暖房・給湯システムをどういうタイミングで、どのようにメンテナンスするについて、基本的なことをまとめました。詳しくはお引き渡し時にまとめてお渡ししている商品の取扱説明書をご確認ください。

灯油ボイラーは、灯油を霧状に噴霧するガス化バーナーによって燃焼しますが、メンテナンスをしないとバーナー部分が目詰まりを起こし、不完全燃焼や燃焼不良の原因となります。分解掃除は3年に1回程度、状況に応じて専門業者にお願いしましょう。点火プラグも一定期間経過すると発火しなくなることがあります。2~3年をメドにチェックしましょう。

また、ボイラーの排気管の外の高さが低い位置にある場合は、冬期間は雪に埋もれていないか、降雪時には注意します。

機器のメンテナンスは、取付工事をした設備店に定期的にお願いするのが一般的です。拓友建設の場合は、引き渡し時にお渡しした「工事関係連絡表」にある暖房業者の欄を見てご連絡をお願いします。

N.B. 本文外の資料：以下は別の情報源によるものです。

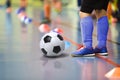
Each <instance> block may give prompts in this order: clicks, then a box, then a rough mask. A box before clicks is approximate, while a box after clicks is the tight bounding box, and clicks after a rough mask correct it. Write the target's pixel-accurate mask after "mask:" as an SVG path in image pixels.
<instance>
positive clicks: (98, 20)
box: [95, 10, 109, 55]
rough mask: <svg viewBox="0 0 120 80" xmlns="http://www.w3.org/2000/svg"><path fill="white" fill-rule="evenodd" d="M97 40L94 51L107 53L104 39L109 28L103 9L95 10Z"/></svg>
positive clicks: (105, 39) (107, 18)
mask: <svg viewBox="0 0 120 80" xmlns="http://www.w3.org/2000/svg"><path fill="white" fill-rule="evenodd" d="M96 14H97V15H96V16H97V23H96V24H97V40H98V44H97V47H96V48H95V53H105V55H107V48H106V41H107V33H108V29H109V23H108V18H107V16H106V11H105V10H97V11H96ZM103 55H104V54H103Z"/></svg>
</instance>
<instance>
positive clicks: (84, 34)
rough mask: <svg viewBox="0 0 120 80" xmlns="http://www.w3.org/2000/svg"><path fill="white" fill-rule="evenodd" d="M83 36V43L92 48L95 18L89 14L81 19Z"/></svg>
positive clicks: (80, 24)
mask: <svg viewBox="0 0 120 80" xmlns="http://www.w3.org/2000/svg"><path fill="white" fill-rule="evenodd" d="M80 26H81V36H82V41H83V45H84V46H85V47H87V48H92V32H93V19H92V17H90V16H88V17H85V18H82V19H81V22H80Z"/></svg>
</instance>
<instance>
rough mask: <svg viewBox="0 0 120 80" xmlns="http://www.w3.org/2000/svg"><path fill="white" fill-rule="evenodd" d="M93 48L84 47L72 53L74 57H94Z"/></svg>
mask: <svg viewBox="0 0 120 80" xmlns="http://www.w3.org/2000/svg"><path fill="white" fill-rule="evenodd" d="M94 55H95V54H94V52H93V49H89V48H85V47H82V48H80V49H79V50H77V51H75V52H73V53H72V54H71V56H72V57H92V56H94Z"/></svg>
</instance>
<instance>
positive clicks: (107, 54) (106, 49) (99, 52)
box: [94, 47, 108, 56]
mask: <svg viewBox="0 0 120 80" xmlns="http://www.w3.org/2000/svg"><path fill="white" fill-rule="evenodd" d="M94 53H95V54H99V55H101V56H107V55H108V53H107V48H106V47H103V48H98V47H96V48H95V49H94Z"/></svg>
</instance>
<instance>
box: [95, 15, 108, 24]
mask: <svg viewBox="0 0 120 80" xmlns="http://www.w3.org/2000/svg"><path fill="white" fill-rule="evenodd" d="M105 20H108V17H107V16H102V17H100V18H99V19H98V20H97V23H98V22H99V21H103V22H104V21H105Z"/></svg>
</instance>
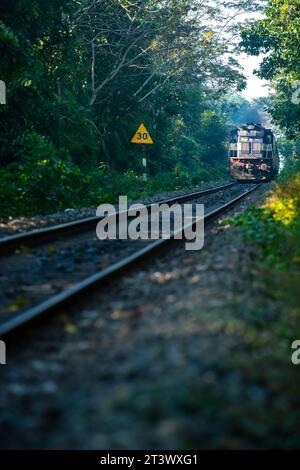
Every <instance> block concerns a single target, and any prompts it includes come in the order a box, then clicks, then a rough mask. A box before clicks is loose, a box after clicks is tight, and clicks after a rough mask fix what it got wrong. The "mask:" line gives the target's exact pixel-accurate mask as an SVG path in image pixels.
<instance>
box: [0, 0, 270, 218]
mask: <svg viewBox="0 0 300 470" xmlns="http://www.w3.org/2000/svg"><path fill="white" fill-rule="evenodd" d="M248 3H249V2H247V1H245V0H239V1H235V2H231V1H228V0H224V1H221V2H218V4H216V2H214V1H207V2H201V1H199V0H180V1H179V0H164V1H161V0H147V2H144V1H140V0H135V1H128V0H79V1H78V0H77V1H75V0H62V1H57V0H53V1H51V3H50V4H48V5H47V7H45V3H44V2H43V1H42V0H34V1H29V0H14V1H11V0H3V1H2V2H1V5H0V18H1V20H0V51H1V58H2V60H1V64H0V79H1V80H3V81H4V82H5V83H6V87H7V104H6V105H5V106H1V107H0V123H1V131H0V162H1V170H0V172H1V181H2V183H3V185H2V187H3V189H2V191H1V196H0V199H1V211H2V215H13V214H16V213H22V214H26V213H27V214H30V213H35V212H36V211H37V209H38V211H39V212H41V213H42V212H48V211H56V210H59V209H62V208H66V207H76V206H84V205H97V204H98V203H99V201H100V200H103V199H104V200H112V199H114V198H115V197H116V195H119V194H123V193H126V194H128V195H129V196H131V197H137V196H140V195H141V194H143V193H145V192H147V193H149V192H158V191H160V190H162V189H178V188H180V187H186V186H192V185H194V186H195V185H199V184H201V182H206V181H209V180H211V179H218V178H221V179H222V178H223V179H224V178H225V177H226V153H227V138H228V132H229V130H230V127H231V126H232V124H233V123H234V122H237V121H239V120H240V118H241V114H242V112H241V106H242V104H243V105H244V106H245V108H244V111H246V108H247V107H248V108H249V107H250V108H251V105H250V104H249V103H247V102H246V101H245V100H243V99H242V98H239V96H238V92H239V91H241V90H242V89H243V88H244V87H245V78H244V76H243V74H242V69H241V68H240V67H239V64H238V62H237V60H236V59H234V58H233V51H234V50H235V49H236V48H237V46H238V43H239V41H240V35H239V32H240V29H241V22H239V15H240V14H241V12H243V13H246V12H248V13H251V11H256V9H257V8H258V5H257V3H261V2H252V3H251V5H249V4H248ZM249 19H251V14H250V15H249ZM242 24H243V25H244V24H245V22H244V21H243V22H242ZM233 95H235V96H236V99H232V96H233ZM229 96H230V97H231V98H230V99H229ZM237 109H240V111H239V113H240V114H239V115H238V113H237ZM248 111H249V109H248ZM248 111H247V112H248ZM247 112H246V113H244V114H246V116H247ZM250 115H251V113H250ZM254 115H255V116H256V114H255V113H254ZM252 116H253V114H252ZM248 117H249V113H248ZM141 122H144V123H145V125H146V126H147V128H148V130H149V131H150V134H151V135H152V137H153V139H154V141H155V145H154V146H152V147H151V148H150V146H149V147H148V148H147V149H141V148H139V147H138V146H133V145H131V144H130V139H131V137H132V136H133V134H134V132H135V131H136V129H137V127H138V125H139V124H140V123H141ZM143 156H147V157H148V171H149V175H150V178H149V181H148V184H147V186H145V185H143V183H142V181H141V178H140V176H141V173H142V168H141V159H142V157H143Z"/></svg>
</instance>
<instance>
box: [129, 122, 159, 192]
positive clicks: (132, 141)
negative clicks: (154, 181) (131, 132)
mask: <svg viewBox="0 0 300 470" xmlns="http://www.w3.org/2000/svg"><path fill="white" fill-rule="evenodd" d="M131 143H132V144H144V145H153V144H154V142H153V140H152V138H151V136H150V134H149V132H148V131H147V129H146V127H145V126H144V124H141V125H140V126H139V128H138V130H137V131H136V133H135V134H134V136H133V138H132V139H131ZM142 166H143V181H144V182H145V183H146V182H147V181H148V176H147V159H146V157H143V158H142Z"/></svg>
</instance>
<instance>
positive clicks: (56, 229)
mask: <svg viewBox="0 0 300 470" xmlns="http://www.w3.org/2000/svg"><path fill="white" fill-rule="evenodd" d="M236 185H237V183H235V182H233V183H227V184H224V185H220V186H216V187H215V188H210V189H204V190H200V191H196V192H193V193H190V194H186V195H183V196H176V197H173V198H170V199H166V200H164V201H161V203H165V204H174V203H176V202H178V203H179V204H181V203H184V202H187V201H191V200H193V199H196V198H198V197H202V196H206V195H208V194H213V193H216V192H218V191H222V190H224V189H229V188H232V187H233V186H236ZM152 205H153V204H149V205H148V206H146V207H147V209H150V208H151V206H152ZM117 215H118V214H117ZM97 222H99V217H87V218H84V219H80V220H75V221H73V222H68V223H65V224H60V225H55V226H53V227H47V228H42V229H37V230H31V231H28V232H25V233H20V234H17V235H11V236H7V237H3V238H0V254H3V253H9V252H11V251H13V250H15V249H16V248H18V247H20V246H29V247H33V246H38V245H40V244H42V243H47V242H49V241H52V240H55V239H57V238H60V237H65V236H70V235H74V234H78V233H83V232H86V231H88V230H90V229H94V228H95V226H96V224H97Z"/></svg>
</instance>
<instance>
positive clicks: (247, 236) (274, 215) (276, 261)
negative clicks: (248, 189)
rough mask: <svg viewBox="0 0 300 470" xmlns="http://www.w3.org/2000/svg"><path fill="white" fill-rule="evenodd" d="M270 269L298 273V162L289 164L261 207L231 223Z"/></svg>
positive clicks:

温水暖房用に使われる不凍液は、密封された配管の中を通っていますが、時間が経つとそこから漏れて内装材や床、漏れたパイプ周辺を汚すことがあります。たとえば圧力計を見て、圧力が通常より低下している場合は、不凍液が漏れている可能性があります。

また、管の中に何らかの原因で空気が入ると温水を循環することができなくなります。パネルヒーター内で「コンコン」とお湯が流れる音がするときは、空気がどこからか入っている場合が多いので、専門業者に連絡して直してもらいましょう。

まとめると、機器本体も不凍液も、3~4年に1回はチェックしてもらった方が良いでしょう。車の車検と同じようなものだと考えて下さい。そのことで安心して暖房システムを使い続けることができます。

また、灯油ボイラーやエコジョーズは燃焼機器ですので、経年劣化によって10年以降は交換の検討時期に入ります。

長期使用製品安全点検制度とは?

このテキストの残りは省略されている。